Ms. Walkus is among the accessibility advocates to come forward this week about unreliable assistance in air travel, pointing to regulatory gaps and scattershot enforcement that can leave travellers with disabilities injured, stranded or demeaned.
Community leaders describe mangled mobility aids, seemingly untrained staff and a check-in and boarding process akin to a slow-motion relay that shuttles passengers from one point to another, sometimes with hours-long waits and no assistance.
The criticism comes after Air Canada pledged to roll out new measures that improve the experience for hundreds of thousands of travellers living with a disability.
In Ottawa, Transport Minister Pablo Rodriguez summoned Air Canada CEO Michael Rousseau for a sit-down Thursday following reports of passenger mistreatment, including an incident where a man with spastic cerebral palsy was forced to drag himself off of an airplane due to a lack of assistance.
Yet the problems go beyond a single airline, as “gaping holes” in the Accessible Canada Act allow problems to persist in areas ranging from consultation to assistance protocols, Ms. Walkus said – despite a regulatory overhaul in 2020 brought on by that legislation.
On top of a dearth of detail on how to train staff, she cited the example of a rule requiring federally regulated companies to involve people with disabilities in developing policies, programs and services – a “regulation you could drive a truck through.”
“You could send the administrator down to Tim Hortons and talk to someone in a wheelchair and you’ve consulted with the disability community. It’s a check-off,” she said. The group she heads was not contacted by Air Canada on its new accessibility blueprint, she added.
Francine Leduc, president of a Quebec-based group of accessibility advocates known as RAPLIQ, said existing rules aren’t so much the problem; applying them in good faith is. Equal protection under the law regardless of “sex, age or mental or physical disability” has been enshrined in the Charter of Rights and Freedoms since that provision took effect in 1985, with stacks of legislation and regulations to flesh it out since.
Statistics Canada found that 63 per cent of the 2.2 million people with disabilities who used federally regulated transportation in 2019 and 2020 faced a barrier.
Service for the hundreds of thousands of passengers who fly in Canada each year isn’t always terrible. It’s the lack of consistency – and the angst each trip brings as a result – that many find so frustrating.
“I have gotten everything, from people who know what they’re doing, to people who obviously had no training,” said David Lepofsky, visiting research professor of disability rights at Western University’s law faculty.
“I have to teach them how to guide a blind person.”
He questioned why Air Canada’s new director of accessibility reports to a lower level of management rather than directly to the CEO.
“That is a formula for ineffectiveness,” said Prof. Lepofsky, who heads the Accessibility for Ontarians with Disabilities Act Alliance.

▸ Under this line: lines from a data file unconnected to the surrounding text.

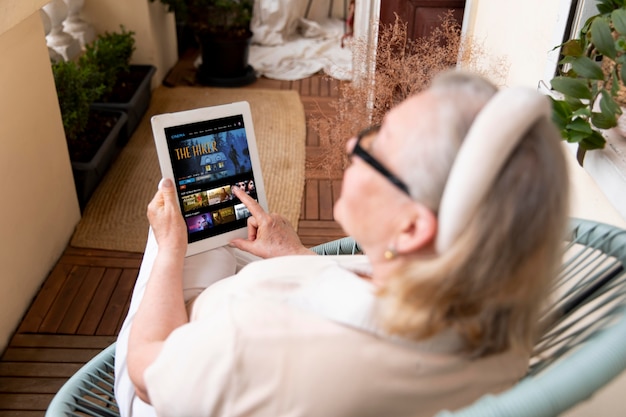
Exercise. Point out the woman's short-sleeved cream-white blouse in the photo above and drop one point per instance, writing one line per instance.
(295, 336)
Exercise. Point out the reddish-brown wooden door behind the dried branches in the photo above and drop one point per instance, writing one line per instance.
(421, 16)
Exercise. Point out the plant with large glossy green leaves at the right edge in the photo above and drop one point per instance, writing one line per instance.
(591, 78)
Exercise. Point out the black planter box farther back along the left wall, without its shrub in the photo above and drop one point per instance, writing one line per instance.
(138, 104)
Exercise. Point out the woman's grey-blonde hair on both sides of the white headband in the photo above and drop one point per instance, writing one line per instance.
(490, 284)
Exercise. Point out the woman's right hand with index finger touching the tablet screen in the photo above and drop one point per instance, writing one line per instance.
(269, 235)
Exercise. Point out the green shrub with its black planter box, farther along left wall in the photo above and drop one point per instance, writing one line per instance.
(127, 87)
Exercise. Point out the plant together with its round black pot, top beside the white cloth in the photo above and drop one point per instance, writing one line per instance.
(222, 28)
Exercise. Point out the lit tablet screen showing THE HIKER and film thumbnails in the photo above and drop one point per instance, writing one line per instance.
(209, 158)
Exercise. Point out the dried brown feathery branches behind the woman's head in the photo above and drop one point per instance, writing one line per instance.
(403, 67)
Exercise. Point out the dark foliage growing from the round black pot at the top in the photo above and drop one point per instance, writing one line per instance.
(227, 18)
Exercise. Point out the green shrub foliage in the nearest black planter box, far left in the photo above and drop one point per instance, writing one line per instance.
(77, 87)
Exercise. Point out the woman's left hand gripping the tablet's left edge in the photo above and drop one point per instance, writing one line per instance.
(167, 223)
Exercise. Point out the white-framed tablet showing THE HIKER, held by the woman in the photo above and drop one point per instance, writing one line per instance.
(207, 152)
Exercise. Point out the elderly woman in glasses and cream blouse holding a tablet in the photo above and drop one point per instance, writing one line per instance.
(459, 202)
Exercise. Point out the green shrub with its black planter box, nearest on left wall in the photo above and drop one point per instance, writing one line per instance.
(92, 135)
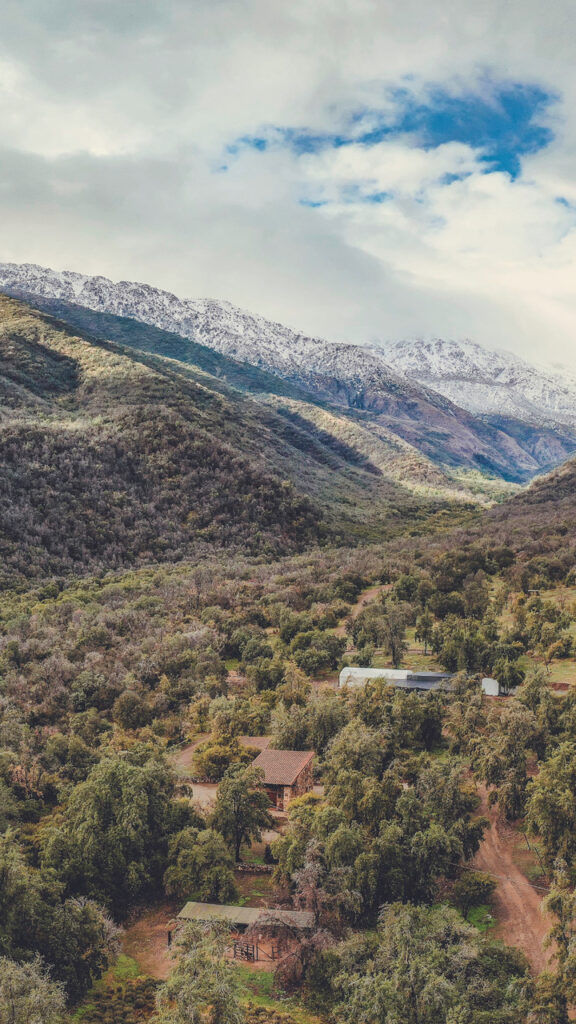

Announced Thursday, Air Canada’s new measures range from implementing annual, recurrent training in accessibility for its 10,000-odd airport employees, to including mobility aids in an app that can track baggage.
Ms. Leduc said she was skeptical and criticized the language as vague, while Prof. Lepofsky said that merely improving service fell short of barrier-free travel. Damaged mobility aids should be treated with the same zero-tolerance approach as safety breaches, he said.
He also slammed the Canadian Transportation Agency as being “asleep” on accessibility enforcement.
However, Ms. Walkus said she took heart in recent steps from the regulator’s chairwoman, France Pegeot, who accepted the top spot in June, 2021.
“Their understanding of equity and inclusion has shifted the way CTA looks at how business must be done with people with disabilities,” she said, noting Ms. Pegeot’s inclusion of advocates in discussions with smaller airlines.
For now, problems remain, tinged with a hint of hope.
Last summer, Ms. Walkus arrived in Winnipeg on an Air Canada flight to find that the mobility aid she’d checked in Halifax hadn’t made it past the layover in Toronto. And when it turned up two days later, it was damaged, she said.
“What we want is just to be able to travel without being harmed and delayed and held hostage because our wheelchair didn’t show up,” Ms. Walkus said, calling for an inquiry into subpar assistance.
“We’re looked at as an alien group that has to be dealt with. It’s really a demeaning process.
“The attitudinal part is going to be the biggest shift,” she added, “but I’ve seen shifts already.”